Using 30 randomly selected cFos-IR images from EXT and TEST subjects (lOFC and vOFC), we calculated the average time (sec) to process one image (1920 × 1460 pixels), then resized each image (by factors of 0.5, 1, 2, 4, 6, 8, 10) and calculated the resulting image size: \(New \; Image\; Size=\frac{Original\; Image Size}{Resize\; Factor}\). For each resize factor, we calculated the average time (sec) for each automated method to process 30 images. Lastly, using 15 randomly-selected cFos-IR images from EXT and TEST subjects (lOFC and vOFC), we calculated the ABS for each automated method as a function of a changing threshold. For each image, we multiplied the MPI by each threshold factor (0.7, 0.75, 0.8 or 0.85) to obtain the final threshold value. We then quantified cFos-IR cells and the ABS for each image between manual versus automated methods. We did not use the command line interface for OCFU but instead quantified the image processing time on the graphic user interface from the input image until a cell count was displayed.
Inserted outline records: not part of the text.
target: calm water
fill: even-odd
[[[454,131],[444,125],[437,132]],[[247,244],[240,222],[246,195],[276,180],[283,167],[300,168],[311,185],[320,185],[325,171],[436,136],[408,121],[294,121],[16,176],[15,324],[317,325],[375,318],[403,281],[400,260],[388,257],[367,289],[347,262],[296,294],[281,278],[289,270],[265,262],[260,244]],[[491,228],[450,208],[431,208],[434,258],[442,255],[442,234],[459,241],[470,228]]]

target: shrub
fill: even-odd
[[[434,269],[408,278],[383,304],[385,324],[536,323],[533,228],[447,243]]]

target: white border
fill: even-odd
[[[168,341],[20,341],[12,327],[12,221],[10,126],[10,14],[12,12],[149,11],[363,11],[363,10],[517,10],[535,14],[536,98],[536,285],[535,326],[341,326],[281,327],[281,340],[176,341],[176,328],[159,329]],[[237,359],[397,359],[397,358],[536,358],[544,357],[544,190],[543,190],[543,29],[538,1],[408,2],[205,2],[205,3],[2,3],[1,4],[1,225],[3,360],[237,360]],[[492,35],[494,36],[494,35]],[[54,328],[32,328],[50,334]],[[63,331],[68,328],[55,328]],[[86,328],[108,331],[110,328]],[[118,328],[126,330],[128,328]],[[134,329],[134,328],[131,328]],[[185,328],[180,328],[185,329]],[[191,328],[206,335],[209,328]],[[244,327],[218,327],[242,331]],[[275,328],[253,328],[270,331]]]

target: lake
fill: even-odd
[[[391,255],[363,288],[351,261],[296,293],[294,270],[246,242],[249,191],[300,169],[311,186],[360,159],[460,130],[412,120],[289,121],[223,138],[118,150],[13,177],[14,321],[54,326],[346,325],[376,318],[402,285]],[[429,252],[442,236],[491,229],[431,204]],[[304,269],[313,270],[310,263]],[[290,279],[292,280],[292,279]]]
Experiment 3: overfitting analysis for SCC

We obtained three separate datasets of non-cFos images including: (1) fabricated cFos images (n = 15), (2) S. aureus colony images (n = 14) and (3) E. coli colony images (n = 15). We created 15 fabricated cFos images using a Python implementation of OpenCV by placing a random number of circles (between 5 and 100) of varying pixel intensities and sizes on a gray background that closely resembles the background staining of cFos images. Additionally, we obtained cell colony images of S. aureus and E. coli from the open-sourced database provided by Dr. Quentin Geissman at the following link: http://opencfu.sourceforge.net/samples.php. The source images contain agar plates but since SCC does not have a region-of-interest selector, images were cropped to include only a subset of contents inside agar plates.
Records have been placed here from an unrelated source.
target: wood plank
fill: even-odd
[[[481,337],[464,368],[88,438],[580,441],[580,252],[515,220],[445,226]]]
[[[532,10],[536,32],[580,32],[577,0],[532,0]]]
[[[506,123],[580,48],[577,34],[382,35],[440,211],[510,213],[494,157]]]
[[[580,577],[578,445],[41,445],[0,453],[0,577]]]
For fabricated cFos-IR images, we calculated GT counts and compared them to SCC counts. GT here was defined as the number of cells that met the user-defined, size and threshold criteria. Since these images were fabricated, the exact number of cells was pre-determined. We calculated the average counts per image and performed a linear regression of GT versus SCC counts. For cell colony images, we defined GT as the number of cells counted by OCFU given that it was optimized for cell colony images. We then repeated the analyses performed on the fabricated cFos-IR images on S. aureus and E. coli image samples.

Statistics

For Experiments 1 and 2, repeated measures analysis of variance (ANOVA) were conducted for mean cell counts across bregma points comparing manual versus automated methods (within-subject factor = bregma, between-subject factor = method), time per automated method across image size groups (within-subject = image size, between-subject = method) and ABS by automated methods across threshold factor (within-subject = threshold group, between-subject = method). One-way ANOVAs were conducted to explore differences in total cell counts, ABS, false positives and negatives across automated methods and time taken to analyze images per automated method. Additionally, linear regression was conducted to examine correlations between manual versus automated counts and GT versus SCC counts. For Experiment 3, independent t-tests were conducted to examine differences between GT versus SCC counts. For all statistical and post-hoc tests, alpha was set to 0.05.

Preprint

A previous version of this manuscript was published as a preprint on bioRxiv [28].